My hot-blooded Scorpio sister would never succumb to something as silly as sadness. She reacted in the only way she knew how.
A few days before my mother left, Tío Crece’s dog had five puppies we were not allowed to touch. Tío Crece said he was planning to sell them and didn’t want us messing with them. I wondered why anyone would want to buy a dog, since there were so many homeless dogs out in the street you could take home with you for free.
Tío Crece made a little bed for them in a cardboard box. They were tiny and their eyes were still closed. When we tried to pick them up, the mother dog growled at us. We looked at the puppies snuggling with their mami, and I couldn’t believe that I actually felt jealous of them. Mago looked at the puppies and their mother with the same intense jealousy she had Doña Paula and her two sons. When I reached out to her, the look of yearning on her face was quickly replaced with a scowl.
After lunch, Tío Crece’s dog went out and didn’t come back right away. The puppies whimpered and cried from hunger.
“Do you think we can give them a tortilla soaked in bean juice?” I asked Mago as we washed the dishes on the washing stone.

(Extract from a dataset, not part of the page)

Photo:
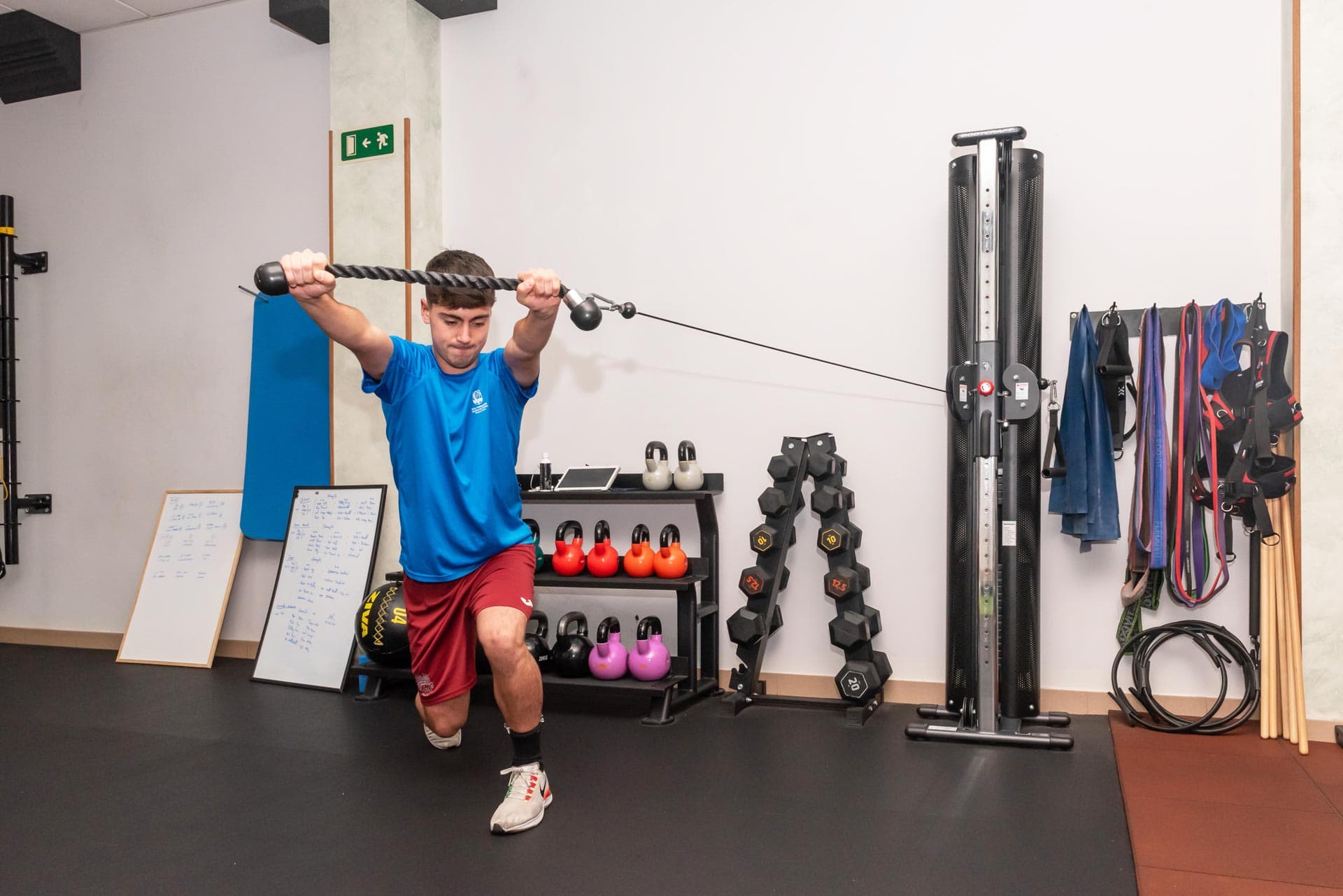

“Let me see what I can find for them,” she said. She went into the house and left me to wash the dishes by myself. Then she came out and made her way to the back, where the puppies were. I couldn’t see what she had in her hands, but it didn’t look like tortillas to me.
I dried my hands and went to the back. “What are you doing?” I asked.
Mago was holding a can of jalapeños and was offering a hot pepper to one of the puppies, as if it were a teat. “Stop that!” I yelled. “You’ll kill them.”
“So what?” she said. “They’re just dogs.”
“Mago, stop!” I said, crying. Mago pushed me away.
“You better leave, before I hit you,” she said.
I turned and ran into the house, yelling for Abuelita Chinta to come. Except she wasn’t there, and I remembered she was going to do a body cleansing for my friend Meche’s mom. I ran to get her, but by the time we got back to the house, it was too late.
Finding the puppies dead, Tío Crece went into a rage and chased after Mago, ready to beat her. Abuelita Chinta, as usual, grabbed the broom and chased after him. “Leave her alone, leave her alone!” she said, hitting him with the broom.
Abuelita Chinta and I put the dead puppies in a sack and tossed them into the vacant lot where people burned their trash. For the next several days, on our way to el mercado, we would catch a whiff of the stench of their rotting bodies.
Because of his illness, Carlos missed over a month of school, and his grades, which were not great to begin with, plummeted.
“I’m not going back to school,” Carlos said when Abuelita Chinta told him he was well enough to return.
“Of course you are,” Abuelita Chinta said. “How can you learn otherwise?”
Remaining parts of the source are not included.